South Asian Association for Regional Cooperation (SAARC) Chamber of Commerce President Vikramjit Singh Sahney speaking to the Daily FT on the sidelines of a seminar last week insisted that the time had come for the region to move beyond politics.
Admitting that SAARC progress had been strangled by political mistrust, he nonetheless insisted that many countries including Indian and Pakistan were moving towards trade liberalisation on a higher level than seen previously.
“There is a growing consensus that SAARC must move together as a bloc and work to promote its synergies to do business with the rest of the world. South Asia has 22 per cent of the world’s population, but the total trade of SAARC accounts for less than five per cent. This needs to change for without economic growth there can be no end to poverty,” he said.
Insisting that SAARC trade has not taken off because of “quasi-political issues,” he stressed that trade talks should lead bilateral discussions between member countries.
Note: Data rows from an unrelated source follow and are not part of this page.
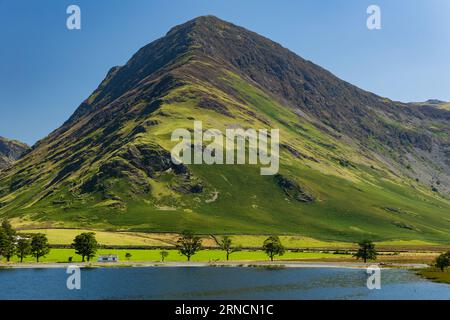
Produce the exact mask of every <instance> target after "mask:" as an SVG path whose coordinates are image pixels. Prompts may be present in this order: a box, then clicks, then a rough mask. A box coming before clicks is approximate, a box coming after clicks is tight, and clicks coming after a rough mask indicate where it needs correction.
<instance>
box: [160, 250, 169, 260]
mask: <svg viewBox="0 0 450 320" xmlns="http://www.w3.org/2000/svg"><path fill="white" fill-rule="evenodd" d="M159 254H160V255H161V261H162V262H164V260H165V259H166V258H167V257H168V256H169V251H166V250H162V251H160V252H159Z"/></svg>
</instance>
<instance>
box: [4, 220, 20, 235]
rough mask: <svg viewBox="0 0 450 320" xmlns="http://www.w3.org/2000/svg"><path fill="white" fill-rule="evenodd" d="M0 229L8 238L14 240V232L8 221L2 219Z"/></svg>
mask: <svg viewBox="0 0 450 320" xmlns="http://www.w3.org/2000/svg"><path fill="white" fill-rule="evenodd" d="M1 229H2V230H3V231H4V232H5V233H6V234H7V235H8V237H10V238H14V237H15V236H16V231H15V230H14V229H13V228H12V226H11V223H9V221H8V220H6V219H4V220H3V221H2V226H1Z"/></svg>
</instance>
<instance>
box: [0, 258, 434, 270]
mask: <svg viewBox="0 0 450 320" xmlns="http://www.w3.org/2000/svg"><path fill="white" fill-rule="evenodd" d="M69 266H76V267H79V268H192V267H194V268H201V267H203V268H204V267H216V268H217V267H232V268H258V267H266V268H337V269H342V268H344V269H366V268H368V267H369V266H378V267H380V268H381V269H392V268H404V269H425V268H428V267H429V265H427V264H421V263H376V262H373V263H363V262H323V261H317V262H315V261H304V262H302V261H282V260H280V261H274V262H271V261H232V262H227V261H223V262H154V261H143V262H124V261H122V262H84V263H83V262H75V263H66V262H65V263H55V262H52V263H45V262H43V263H36V262H31V263H30V262H25V263H1V264H0V270H1V269H56V268H67V267H69Z"/></svg>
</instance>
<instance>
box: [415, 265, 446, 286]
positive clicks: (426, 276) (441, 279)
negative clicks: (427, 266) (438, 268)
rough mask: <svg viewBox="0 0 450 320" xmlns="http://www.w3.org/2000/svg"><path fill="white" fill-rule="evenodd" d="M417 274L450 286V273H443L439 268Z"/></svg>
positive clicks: (425, 270) (431, 268) (426, 277)
mask: <svg viewBox="0 0 450 320" xmlns="http://www.w3.org/2000/svg"><path fill="white" fill-rule="evenodd" d="M417 274H418V275H420V276H422V277H424V278H426V279H428V280H432V281H434V282H440V283H447V284H450V271H449V270H446V271H441V270H439V269H437V268H434V267H433V268H427V269H420V270H418V271H417Z"/></svg>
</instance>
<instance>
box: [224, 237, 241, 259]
mask: <svg viewBox="0 0 450 320" xmlns="http://www.w3.org/2000/svg"><path fill="white" fill-rule="evenodd" d="M219 247H220V249H222V250H223V251H225V252H226V255H227V261H228V260H229V259H230V254H232V253H233V252H236V251H239V250H241V248H240V247H233V246H232V240H231V238H230V237H229V236H224V237H223V238H222V240H220V241H219Z"/></svg>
Admitting that SAARC has a long way to go before gaining European Union level integration, he nonetheless insisted there were basic steps that the chamber was lobbying for.
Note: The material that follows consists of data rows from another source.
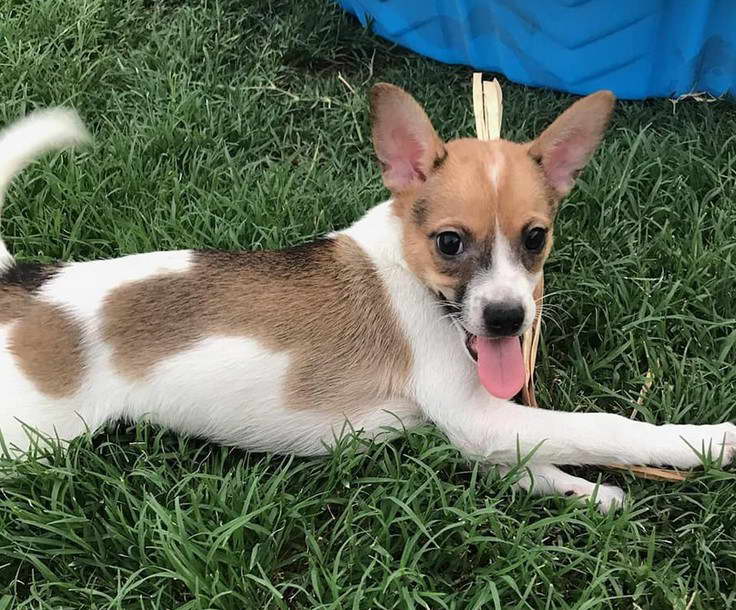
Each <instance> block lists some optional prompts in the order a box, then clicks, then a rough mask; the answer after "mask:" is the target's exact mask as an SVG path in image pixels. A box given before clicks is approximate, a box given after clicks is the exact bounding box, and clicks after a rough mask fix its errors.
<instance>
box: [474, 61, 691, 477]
mask: <svg viewBox="0 0 736 610" xmlns="http://www.w3.org/2000/svg"><path fill="white" fill-rule="evenodd" d="M473 114H474V115H475V131H476V134H477V136H476V137H477V138H478V139H479V140H497V139H499V138H500V137H501V124H502V121H503V92H502V91H501V85H500V83H499V82H498V80H497V79H495V78H494V79H493V80H492V81H484V80H483V74H482V73H481V72H474V73H473ZM543 297H544V276H543V275H542V276H541V277H540V280H539V283H538V284H537V286H536V287H535V289H534V300H535V302H536V303H537V316H536V318H535V319H534V323H533V324H532V325H531V326H530V327H529V330H527V331H526V332H525V333H524V336H523V337H522V353H523V357H524V367H525V369H526V383H525V384H524V387H523V388H522V390H521V396H522V401H523V402H524V404H526V405H528V406H530V407H537V406H539V405H538V404H537V399H536V396H535V392H534V366H535V364H536V361H537V351H538V348H539V337H540V333H541V326H542V299H543ZM652 383H653V378H652V374H651V371H648V372H647V375H646V379H645V382H644V386H643V387H642V389H641V392H640V393H639V399H638V400H637V406H641V405H642V404H643V402H644V400H645V398H646V395H647V393H648V392H649V389H650V388H651V386H652ZM637 412H638V409H635V410H634V412H633V413H632V417H634V416H635V415H636V413H637ZM609 466H610V468H615V469H617V470H628V471H630V472H632V473H633V474H634V475H636V476H637V477H640V478H642V479H654V480H657V481H683V480H685V478H686V477H687V473H682V472H680V471H677V470H668V469H666V468H650V467H648V466H631V465H628V464H610V465H609Z"/></svg>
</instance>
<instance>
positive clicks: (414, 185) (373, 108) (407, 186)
mask: <svg viewBox="0 0 736 610" xmlns="http://www.w3.org/2000/svg"><path fill="white" fill-rule="evenodd" d="M371 114H372V117H373V147H374V148H375V150H376V156H377V157H378V161H379V162H380V163H381V172H382V174H383V183H384V184H385V185H386V187H387V188H388V189H389V190H390V191H391V192H393V193H401V192H404V191H407V190H409V189H412V188H416V187H417V186H419V185H420V184H421V183H422V182H424V181H425V180H426V179H427V176H428V175H429V174H430V172H432V170H433V169H435V168H436V167H437V166H438V165H439V164H440V163H441V162H442V161H443V160H444V158H445V155H446V152H445V146H444V144H443V143H442V140H440V138H439V136H438V135H437V133H436V132H435V130H434V127H432V123H431V122H430V120H429V118H428V117H427V114H426V113H425V112H424V110H423V109H422V107H421V106H420V105H419V104H418V103H417V101H416V100H415V99H414V98H413V97H412V96H411V95H409V94H408V93H407V92H406V91H404V90H403V89H400V88H399V87H396V86H394V85H389V84H388V83H379V84H377V85H374V87H373V88H372V89H371Z"/></svg>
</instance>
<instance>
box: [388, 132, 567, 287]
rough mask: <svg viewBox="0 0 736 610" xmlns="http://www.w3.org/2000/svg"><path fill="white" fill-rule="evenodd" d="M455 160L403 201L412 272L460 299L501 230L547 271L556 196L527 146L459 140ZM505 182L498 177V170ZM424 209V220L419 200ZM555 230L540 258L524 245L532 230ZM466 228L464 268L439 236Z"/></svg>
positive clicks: (408, 258) (398, 204)
mask: <svg viewBox="0 0 736 610" xmlns="http://www.w3.org/2000/svg"><path fill="white" fill-rule="evenodd" d="M445 146H446V149H447V159H446V160H445V162H444V163H443V165H442V168H441V169H439V170H438V171H435V172H433V173H432V174H431V175H430V176H429V177H428V178H427V180H426V182H425V183H424V184H423V185H422V187H421V189H413V190H411V191H407V192H404V193H400V194H398V195H397V196H396V202H397V203H396V209H397V212H398V214H399V215H400V216H401V217H402V219H404V223H403V224H404V236H405V238H404V248H405V255H406V259H407V262H408V263H409V265H410V266H411V268H412V270H413V271H414V272H415V273H416V274H417V275H418V276H419V277H420V278H422V279H423V280H424V281H425V282H426V283H427V284H429V286H430V287H431V288H432V289H434V290H435V291H437V292H442V293H443V294H445V295H446V296H450V295H453V294H454V293H455V291H456V290H457V287H458V286H459V285H462V284H464V283H465V282H467V281H468V279H469V277H470V275H471V274H472V272H473V271H474V270H477V269H478V267H479V266H482V265H483V263H484V259H488V262H490V253H491V251H492V248H493V241H494V239H495V235H496V230H497V229H496V226H497V224H498V228H499V229H500V231H501V232H502V233H503V234H504V235H505V236H506V238H507V239H508V240H509V243H510V244H511V246H512V248H513V249H514V250H515V251H516V252H517V253H518V255H519V256H520V257H521V258H522V260H523V261H524V262H525V264H526V266H527V268H528V269H529V270H530V271H532V272H537V271H539V270H540V269H541V267H542V265H543V263H544V259H545V257H546V253H547V252H548V251H549V245H550V243H551V232H552V219H553V215H554V198H553V196H552V193H551V191H550V189H549V188H548V187H547V185H546V183H545V180H544V175H543V173H542V171H541V169H540V168H539V166H538V165H537V164H536V163H535V162H534V160H533V159H532V158H531V157H530V156H529V155H528V148H529V146H528V145H527V144H515V143H513V142H507V141H505V140H496V141H493V142H482V141H480V140H470V139H467V140H454V141H451V142H448V143H447V144H446V145H445ZM494 166H495V167H498V169H499V171H498V174H497V178H496V179H495V180H493V179H492V177H491V174H492V171H493V168H494ZM418 200H419V201H420V202H421V204H422V208H421V209H422V214H421V222H417V212H416V209H417V208H416V205H417V201H418ZM528 227H541V228H545V229H547V230H548V231H549V233H548V235H549V238H548V240H547V246H546V247H545V249H544V250H543V252H542V253H541V254H536V255H532V254H530V253H528V252H526V251H525V250H524V248H523V247H522V245H521V244H522V238H523V234H524V230H525V229H526V228H528ZM448 229H451V230H459V231H460V232H461V233H462V234H463V235H464V236H466V238H467V241H466V248H467V250H466V251H467V252H469V253H472V256H464V257H461V259H460V260H458V262H454V261H451V260H449V261H448V260H447V259H444V258H443V257H442V256H441V255H440V254H439V253H438V252H437V249H436V247H435V237H436V235H437V234H438V233H439V232H441V231H444V230H448Z"/></svg>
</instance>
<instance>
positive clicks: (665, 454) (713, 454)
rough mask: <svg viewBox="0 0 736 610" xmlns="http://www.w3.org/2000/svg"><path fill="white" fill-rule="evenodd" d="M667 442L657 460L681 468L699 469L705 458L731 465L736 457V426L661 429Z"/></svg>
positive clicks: (717, 425)
mask: <svg viewBox="0 0 736 610" xmlns="http://www.w3.org/2000/svg"><path fill="white" fill-rule="evenodd" d="M660 429H661V430H662V432H663V434H664V439H663V441H664V443H663V445H662V446H661V447H659V448H658V451H657V454H656V455H655V456H654V460H655V462H656V463H658V464H665V465H669V466H675V467H678V468H695V467H697V466H700V465H701V464H702V463H703V459H704V458H705V459H709V460H718V459H720V460H721V463H722V464H729V463H730V462H732V461H733V460H734V458H735V457H736V426H735V425H734V424H731V423H725V424H714V425H703V426H691V425H676V424H667V425H664V426H660Z"/></svg>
“We think that it is very important to have free access. At least 500 top businessmen should have SAARC visas that give them free access to our countries. The free movement of such people is essential for development. They can be picked from all members and would improve connectivity between countries.”
The chamber is also working on reducing clearance time on exports and imports as well as promoting intra-regional banking and financial services. A South Asia clearing mechanism has been suggested as basic steps for improving the business environment in the region.
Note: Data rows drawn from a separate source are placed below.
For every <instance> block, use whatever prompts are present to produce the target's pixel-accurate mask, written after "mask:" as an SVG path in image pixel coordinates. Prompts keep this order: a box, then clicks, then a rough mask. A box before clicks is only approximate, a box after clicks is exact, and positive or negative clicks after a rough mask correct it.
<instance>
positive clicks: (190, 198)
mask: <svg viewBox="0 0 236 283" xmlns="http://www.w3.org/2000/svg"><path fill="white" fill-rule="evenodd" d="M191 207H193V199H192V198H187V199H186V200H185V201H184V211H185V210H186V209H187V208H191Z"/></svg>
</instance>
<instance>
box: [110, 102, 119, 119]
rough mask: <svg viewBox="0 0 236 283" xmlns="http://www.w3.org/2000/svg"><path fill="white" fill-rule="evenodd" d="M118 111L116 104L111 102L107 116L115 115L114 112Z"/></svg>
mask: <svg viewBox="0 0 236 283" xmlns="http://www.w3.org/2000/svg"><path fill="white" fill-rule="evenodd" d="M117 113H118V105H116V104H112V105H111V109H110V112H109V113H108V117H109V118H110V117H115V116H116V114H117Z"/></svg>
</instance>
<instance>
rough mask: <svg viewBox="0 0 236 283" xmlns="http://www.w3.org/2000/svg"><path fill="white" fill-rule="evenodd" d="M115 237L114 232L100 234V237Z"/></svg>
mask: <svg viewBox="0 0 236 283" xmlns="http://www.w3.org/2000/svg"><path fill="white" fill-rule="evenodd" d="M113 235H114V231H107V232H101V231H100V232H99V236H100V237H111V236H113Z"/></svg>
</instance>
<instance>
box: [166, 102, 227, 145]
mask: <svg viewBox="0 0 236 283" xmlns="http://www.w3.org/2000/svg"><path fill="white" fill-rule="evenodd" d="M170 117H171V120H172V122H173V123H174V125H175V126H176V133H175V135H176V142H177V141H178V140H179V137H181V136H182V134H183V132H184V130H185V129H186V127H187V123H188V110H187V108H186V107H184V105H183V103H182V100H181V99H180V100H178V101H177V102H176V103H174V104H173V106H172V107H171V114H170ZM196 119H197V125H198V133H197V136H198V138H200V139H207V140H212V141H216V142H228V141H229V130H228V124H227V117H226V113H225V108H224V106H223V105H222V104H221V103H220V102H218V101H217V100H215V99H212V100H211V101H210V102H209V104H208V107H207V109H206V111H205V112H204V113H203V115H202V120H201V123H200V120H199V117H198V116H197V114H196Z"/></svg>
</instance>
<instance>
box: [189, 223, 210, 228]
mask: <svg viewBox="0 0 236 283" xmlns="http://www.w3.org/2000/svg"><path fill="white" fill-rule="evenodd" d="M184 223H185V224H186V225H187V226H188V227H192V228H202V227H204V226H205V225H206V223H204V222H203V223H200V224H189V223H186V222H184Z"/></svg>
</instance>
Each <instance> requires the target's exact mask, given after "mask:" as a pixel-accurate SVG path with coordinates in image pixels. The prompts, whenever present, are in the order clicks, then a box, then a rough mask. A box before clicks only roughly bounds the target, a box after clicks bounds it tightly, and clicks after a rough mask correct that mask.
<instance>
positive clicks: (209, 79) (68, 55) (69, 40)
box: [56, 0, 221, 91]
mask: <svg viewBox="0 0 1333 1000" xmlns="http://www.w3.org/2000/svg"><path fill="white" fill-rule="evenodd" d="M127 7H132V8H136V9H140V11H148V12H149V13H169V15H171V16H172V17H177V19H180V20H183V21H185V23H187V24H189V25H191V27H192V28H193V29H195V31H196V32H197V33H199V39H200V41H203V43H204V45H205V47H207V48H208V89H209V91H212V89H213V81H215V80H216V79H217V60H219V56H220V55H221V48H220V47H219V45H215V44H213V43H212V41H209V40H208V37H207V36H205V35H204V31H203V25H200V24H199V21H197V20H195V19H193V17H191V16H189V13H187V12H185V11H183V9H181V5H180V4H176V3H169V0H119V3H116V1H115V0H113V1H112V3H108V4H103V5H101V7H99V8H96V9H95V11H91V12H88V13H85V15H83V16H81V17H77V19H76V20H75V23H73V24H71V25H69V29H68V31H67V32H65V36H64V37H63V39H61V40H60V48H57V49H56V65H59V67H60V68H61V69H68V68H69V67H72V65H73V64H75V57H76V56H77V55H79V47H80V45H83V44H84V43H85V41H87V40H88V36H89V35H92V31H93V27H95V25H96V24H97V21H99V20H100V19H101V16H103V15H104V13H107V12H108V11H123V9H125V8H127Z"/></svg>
In addition Sahney is enthusiastic about CEPA and expanding the current US$ 5 billion trade with India. “We understand that there is discrepancy between the two economies but that can be dealt with through negotiations as has been proved by other CEPAs signed with other countries such as Malaysia and South Korea. Indian businesses are bullish on Sri Lanka; this is why an ‘Indian Show’ featuring a large number of companies has been organised in August.”
The chamber is also working on a joint tourism package twinning Sri Lanka and the Maldives and hopes to popularise it as a ‘South Asian Safari’. Sahney is confident that joint ventures with Indian companies for low cost housing, health, education and food processing will take place as a result of the delegation visit here.
“Sun International is already considering a fertiliser plant here and there are many opportunities for public-private partnerships, especially when considering the needs of the north and east.”
When questioned as to how South India’s strained relations with Sri Lanka would affect trade, Sahney declined to comment, but remarked that “trade and investment is a great balm” on political issues. The chamber is also keen to promote women and youth entrepreneurs to take South Asia to the world.